Best Start Blogging -

Before I Start Sit-dogging
Apologies for mangling the grammar a bit, except it won't rhyme otherwise.  I, Conrad, the Noble, shall be remaining behind tonight as Other Parties from the Mansion venture forth in order to enjoy various party endeavours - Werneth Cricket Club the venue I believe.
     Since we have Edna Wunderhund still on the premises, somebody has to look after her.
     Who could that possibly be?
     Me.
Me.  All sweetness, light and giggles.
     It's not such a chore, really.  Provided you allow Edna the opportunity to lie on you, she's fairly problem-free, although you might have to play the "Tuggy-Bone" game for a good thirty minutes, or until your arm gets tired.  I guarantee this will happen before Edna gets tired.

Speaking Of Which ...
One of the delights of Edna is playing the "Is it Mine?" game.  This is where she holds a ball or toy in her mouth, glides up to you, daring you to try and pinch it off her - and then darts away before you can lay hands on the thing.
Well, is it mine?
     It's a waste of time trying to inform her that you can't play the Tuggy Bone game or the Fetch! game if she won't let you near the ball.

More Twits At Twitter
I am sure - positive, even - that there is a floor full of people at Twitter who, in between cruising the internet, eating biscuits and drinking tea, have to come up with reasons why they ought to still be in a job.
     I can think of no other way why I would get this sent to me on spec:
"Humble Bunde" it says.
If you were that humble you wouldn't be pestering me, matey!
     At no point do you get the slightest idea of what Humble actually offer as a service, which I suppose is intended to get Your Average Reader to click on the link and find out, except Conrad would rather gnaw his finger off than follow their link.

Allow Me
I have found, through hands-on experience, that guzzling down a litre tub of ice cream in one go is not conducive to a quiet and well-tempered stomach.  This is why I eat much smaller portions of ice cream for breakfast.
     I have also discovered, although not of late, that scoffing a whole fresh coconut is also liable to produce Exotic Stomach Tremors.
No!  Not abstract sculpture - the remains of a coconut
Collector, Hoarder, Connoisseur? - Only You Can Tell!
As you might have discovered earlier today, Conrad has uploaded himself a few CDs he bought on Saturday.
     Only after doing the uploading to i-tunes did I realise that Bonobo & Co. were the 700th CD to be uploaded.  Thank the lord aloft for i-tunes and the i-pod, because otherwise I would need two wheelbarrows* to carry around the number of CDs I have.

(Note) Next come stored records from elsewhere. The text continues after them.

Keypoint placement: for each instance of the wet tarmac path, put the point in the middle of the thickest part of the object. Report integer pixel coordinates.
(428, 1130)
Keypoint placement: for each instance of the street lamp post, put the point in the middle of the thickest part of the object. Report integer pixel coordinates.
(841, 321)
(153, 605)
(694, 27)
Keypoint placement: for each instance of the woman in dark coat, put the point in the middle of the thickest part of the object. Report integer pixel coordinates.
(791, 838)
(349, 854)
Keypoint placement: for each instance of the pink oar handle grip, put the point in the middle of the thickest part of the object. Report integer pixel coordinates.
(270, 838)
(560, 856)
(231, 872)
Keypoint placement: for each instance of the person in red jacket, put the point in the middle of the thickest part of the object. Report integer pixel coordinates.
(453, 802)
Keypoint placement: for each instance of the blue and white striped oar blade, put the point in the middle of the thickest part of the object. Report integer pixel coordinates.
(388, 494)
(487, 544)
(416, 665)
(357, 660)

     Then there's the Military History books.  We are now up to 610 of them, and I need to find another resting place as the overhead cupboard is now full to capacity**.

Shakeshaft
Oh boy, I really relish the opportunity to bash the Barb of Avon.  I had to study his hideous cringe-worthy prose, and that was quite beside the poems.  If I'd had to study them then the nervous breakdown would have happened ten years early.
     Anyway!  Let us proceed -

"Get thee to a nunnery!
Enough of your mummery.
You're all damn'd flummery -
Dog Buns! is my summary."

     I know it's not deathless prose, which is exactly the point.

The Art Of The Index
I realise mentioning this might drive readers away, those that can stay awake that is.
     Behold!


     I know it doesn't seem like much, but you're looking at Conrad working his way through 1/3 of the Official History, with seven pages of notes.  I calculate I'll end up with about 20 pages.  This section, I ought to elaborate, is all the place names mentioned - cities, towns, villages, trenches, fortified sites, rivers, ridges, etc.
     After this I shall do a list of battles the 51st was involved in, which will be a much shorter list.  Then it shall be technical matters - the weapons, terrain, tactics, that sort of stuff.
     As possibly already mentioned, I think the original publication had an index, which Naval & Military have omitted for reasons of cost.  I could generously offer them Conrad's Index, although Conrad suspects the reply will be a very loud "NO!"



* The wheelbarrow.  An artefact unknown in 18th Century Russia.
** Anyone suggesting ANY solution harking of disposal of said books will DIE IN HIDEOUS UN-NATURAL TORMENT.  That is all.